II Domenica di Quaresima *Domenica 17 marzo 2019

Luca 9, 28b-36

In quel tempo, Gesù prese con sé Pietro, Giovanni e Giacomo e salì sul monte a pregare. Mentre pregava, il suo volto cambiò d’aspetto e la sua veste divenne candida e sfolgorante. Ed ecco, due uomini conversavano con lui: erano Mosè ed Elia, apparsi nella gloria, e parlavano del suo esodo, che stava per compiersi a Gerusalemme. Pietro e i suoi compagni erano oppressi dal sonno; ma, quando si svegliarono, videro la sua gloria e i due uomini che stavano con lui. Mentre questi si separavano da lui, Pietro disse a Gesù: «Maestro, è bello per noi essere qui. Facciamo tre capanne, una per te, una per Mosè e una per Elia». Egli non sapeva quello che diceva. Mentre parlava così, venne una nube e li coprì con la sua ombra. All’entrare nella nube, ebbero paura. E dalla nube uscì una voce, che diceva: «Questi è il Figlio mio, l’eletto; ascoltatelo!». Appena la voce cessò, restò Gesù solo. Essi tacquero e in quei giorni non riferirono a nessuno ciò che avevano visto.

Ombre sulla gloria

Come ogni anno, all’inizio del nostro cammino di Quaresima, siamo chiamati a meditare prima su Gesù tentato nel deserto, e poi su Gesù che si trasfigura come Dio davanti ai suoi più intimi. La prova, prima, e la gloria poi. Però se prestiamo attenzione a quanto succede ci si accorge che le cose non sono proprio così schematiche. La settimana scorsa il tema portante era quello delle tentazioni, il protagonista dell’episodio era il demonio, che operava instancabilmente, ma alla fine anche il Vangelo delle tentazioni si dimostrava già un Vangelo di gloria, perché è Gesù che trionfa e mette la parola fine su ogni tentativo del diavolo. L’episodio delle tentazioni è incorniciato dalla gloria, perché era iniziato con lo Spirito Santo che accompagna Gesù. Oggi il tema è quello della Gloria divina, che si manifesta nel Vangelo e nella prima lettura, ma allo stesso tempo ci sono dei particolari che fanno scricchiolare questa gloria, e sembrano metterla in pericolo. 
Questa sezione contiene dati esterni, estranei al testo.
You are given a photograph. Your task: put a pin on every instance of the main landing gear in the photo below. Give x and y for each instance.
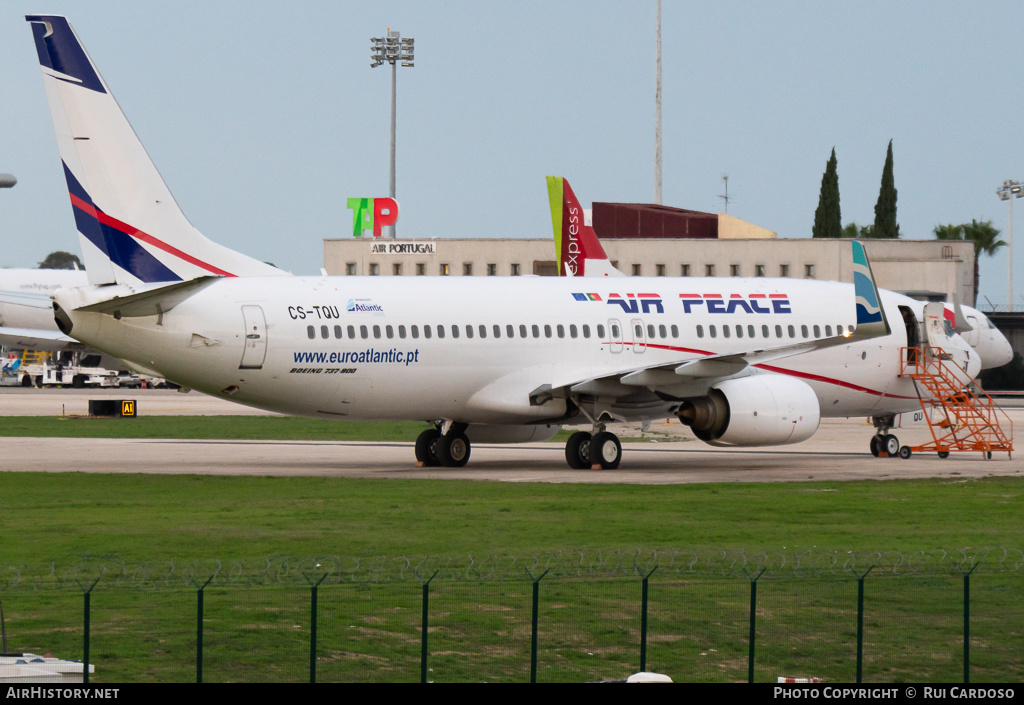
(592, 451)
(450, 448)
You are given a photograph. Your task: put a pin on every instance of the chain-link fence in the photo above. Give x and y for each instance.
(700, 616)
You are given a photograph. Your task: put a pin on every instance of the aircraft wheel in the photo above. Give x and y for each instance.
(890, 444)
(426, 447)
(578, 451)
(605, 450)
(453, 450)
La prima lettura ci propone una delle varie alleanze che il Signore stipula con Abramo. Di fatto Dio e Abramo stanno firmando un contratto. All’epoca quando due persone dovevano siglare accordi di qualsiasi tipo si ritrovavano davanti a un sacrificio animale, e si dicevano: «Possa capitarmi quello che capita a questo animale se rompo i termini di questo contratto». Siamo di fronte a un momento grandioso. La Gloria di Dio si sta impegnando formalmente con l’umanità, Dio si sta consegnando totalmente nelle nostre mani. Lui si fida di quell’uomo con il quale fa iniziare la storia della salvezza e per portarla avanti si affida a lui. Eppure all’improvviso inizia un’incalzante serie di particolari uno più inquietante dell’altro: uccelli rapaci, torpore, terrore, oscurità. L’angoscia di Abramo è descritta così bene che si riesce ancora a sentirne l’eco rileggendo quelle parole. Ma se guardiamo bene anche i discepoli di Gesù si ritrovano coinvolti in una situazione del tutto simile. Anche loro nella scena descritta da Luca sono oppressi dal sonno (non è un semplice avere sonno!), e anche loro reagiscono all’apparizione della nube prendendo paura. È quantomeno curioso.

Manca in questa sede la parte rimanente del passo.